= George Webb (judge) =

Australian judge (1828–1891)

George Henry Frederick Webb (1828 – 26 September 1891) was a judge of the Supreme Court of Victoria.

Webb was born in London, England, the son of Samuel Ody Webb, a naval officer, and his wife Isabella, née Sweet.
As a youth Webb entered the office of William Brodie Gurney, the famous parliamentary shorthand writer, and soon became proficient in stenography. Webb emigrated to Melbourne, Victoria, in 1852, and was for some time a reporter on The Argus. In 1855 Webb was appointed shorthand writer to the Government of Victoria. Having decided to embrace the legal profession, he attended the lectures on law given at the University of Melbourne by Henry Samuel Chapman and Wilberforce Stephen and subsequently read in the latter's chambers.
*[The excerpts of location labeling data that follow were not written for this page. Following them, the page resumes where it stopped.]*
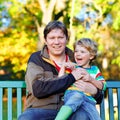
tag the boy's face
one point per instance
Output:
(82, 56)
(56, 42)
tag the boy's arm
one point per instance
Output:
(62, 71)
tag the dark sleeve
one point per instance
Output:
(99, 96)
(46, 88)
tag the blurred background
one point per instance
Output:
(22, 23)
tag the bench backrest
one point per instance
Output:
(112, 102)
(19, 85)
(10, 85)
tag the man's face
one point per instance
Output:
(56, 42)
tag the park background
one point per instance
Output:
(22, 23)
(21, 32)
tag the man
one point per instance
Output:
(45, 89)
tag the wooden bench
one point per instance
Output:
(113, 95)
(19, 85)
(9, 86)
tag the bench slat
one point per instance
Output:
(1, 103)
(118, 97)
(19, 101)
(10, 103)
(19, 85)
(12, 84)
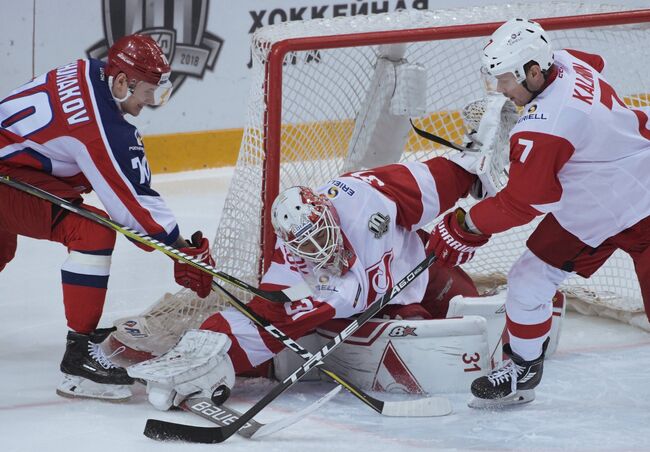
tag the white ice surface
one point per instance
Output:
(595, 394)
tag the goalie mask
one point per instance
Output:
(513, 45)
(308, 224)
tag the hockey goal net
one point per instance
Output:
(321, 89)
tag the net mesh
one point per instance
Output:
(322, 91)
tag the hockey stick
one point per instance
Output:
(223, 415)
(436, 139)
(278, 296)
(163, 430)
(427, 406)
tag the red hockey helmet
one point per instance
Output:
(145, 66)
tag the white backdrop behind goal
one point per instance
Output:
(310, 84)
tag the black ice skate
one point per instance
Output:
(511, 384)
(89, 373)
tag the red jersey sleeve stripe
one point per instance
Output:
(533, 331)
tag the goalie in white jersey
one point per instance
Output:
(579, 155)
(350, 240)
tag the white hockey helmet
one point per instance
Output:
(514, 44)
(308, 224)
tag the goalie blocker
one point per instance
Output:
(421, 356)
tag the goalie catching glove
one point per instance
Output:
(452, 244)
(195, 367)
(488, 123)
(192, 277)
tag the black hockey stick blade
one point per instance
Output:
(169, 431)
(219, 434)
(436, 139)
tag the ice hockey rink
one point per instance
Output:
(595, 394)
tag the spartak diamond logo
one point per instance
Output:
(393, 375)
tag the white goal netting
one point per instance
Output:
(303, 125)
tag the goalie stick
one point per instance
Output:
(426, 406)
(276, 296)
(223, 415)
(162, 430)
(436, 139)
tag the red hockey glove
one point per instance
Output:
(191, 277)
(451, 243)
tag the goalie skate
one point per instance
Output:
(511, 384)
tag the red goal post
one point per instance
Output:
(319, 102)
(280, 49)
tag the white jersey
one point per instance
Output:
(577, 152)
(380, 213)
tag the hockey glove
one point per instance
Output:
(189, 276)
(452, 244)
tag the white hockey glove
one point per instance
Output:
(196, 366)
(488, 122)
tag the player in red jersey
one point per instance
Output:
(65, 132)
(579, 155)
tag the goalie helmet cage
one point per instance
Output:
(316, 99)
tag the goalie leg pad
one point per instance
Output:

In 1860 Webb was called to the Victorian Bar and appointed a lecturer on law at the University of Melbourne. The latter appointment he quickly resigned, as also the position of Government shorthand writer in 1866. Having for a long period been recognised as the leader of the Equity Bar in Victoria, he was in 1874 offered the puisne judgeship rendered vacant by the retirement of Edward Williams. He declined, however, being reluctant to accept a drop in income. Having become Q.C. and continued to practise with unrivalled success, he was elevated to the Bench on 4 May 1886 in place of the retiring Sir Robert Molesworth, and fulfilled his judicial functions down to the time of his death. Though on several occasions a candidate, he never succeeded in securing his return to the Victorian Legislative Assembly, and was also defeated when he contested a seat in the Victorian Legislative Council. Webb, who was a member of the Congregational body, died at his residence, Caulfield, Victoria, near Melbourne, on 26 September 1891, at the age of sixty-four.